Though Moseley had shown the true number and order of the elements, other fundamental questions still remained, questions that had vexed Mendeleev and the scientists of his time, questions that vexed Uncle Abe as a young man, and questions that now vexed me as the delights of chemistry and spectroscopy and playing with radioactivity gave way to a raging Why? Why? Why? Why were there elements in the first place, and why did they have the properties they did? What made the alkali metals and the halogens, in their opposite ways, so violently active? What accounted for the similarity of the rare-earth elements and the beautiful colors and magnetic properties of their salts? What generated the unique and complex spectra of the elements, and the numerical regularities which Balmer had discerned in these? What, above all, allowed the elements to be stable, to maintain themselves unchanged for billions of years, not only on the earth, but, seemingly, in the sun and stars too? These were the sorts of questions Uncle Abe had agonized about as a young man, forty years before – but in 1913, he told me, all these questions and dozens of others had, in principle, been answered and a new world of understanding had suddenly opened.

Rutherford and Moseley had chiefly been concerned with the nucleus of the atom, its mass and units of electrical charge. But it was the orbiting electrons, presumably, their organization, their bonding, that determined an element’s chemical properties, and (it seemed likely) many of its physical properties, too. And here, with the electrons, Rutherford’s model of the atom came to grief. According to classical, Maxwellian physics, such a solar-system atom could not work, for the electrons whirling about the nucleus more than a trillion times a second should create radiation in the form of visible light, and such an atom would emit a momentary flash of light, then collapse inward as its electrons, their energy lost, crashed into the nucleus. But the actuality (barring radioactivity) was that elements and their atoms lasted for billions of years, lasted in effect forever. How then could an atom possibly be stable, resisting what would seem to be an almost instantaneous fate?
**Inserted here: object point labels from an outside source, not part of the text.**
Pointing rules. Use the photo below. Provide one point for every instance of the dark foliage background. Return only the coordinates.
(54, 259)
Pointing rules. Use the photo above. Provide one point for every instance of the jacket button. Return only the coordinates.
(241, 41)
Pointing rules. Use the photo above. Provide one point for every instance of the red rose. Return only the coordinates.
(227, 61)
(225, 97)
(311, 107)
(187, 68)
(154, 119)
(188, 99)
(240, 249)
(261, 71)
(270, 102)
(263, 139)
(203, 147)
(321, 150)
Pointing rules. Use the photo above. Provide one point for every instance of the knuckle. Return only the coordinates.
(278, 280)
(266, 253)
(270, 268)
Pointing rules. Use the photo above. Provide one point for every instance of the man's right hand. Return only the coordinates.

Utterly new principles had to be invoked, or invented, to come to terms with this impossibility. Learning of this was the third ecstasy of my life, at least of my ‘chemical’ life – the first having been learning of Dalton and atomic theory, and the second of Mendeleev and his periodic table. But the third, I think, was in some ways the most stunning of all, because it contravened (or seemed to) all the classical science I knew, and all I knew of rationality and causality.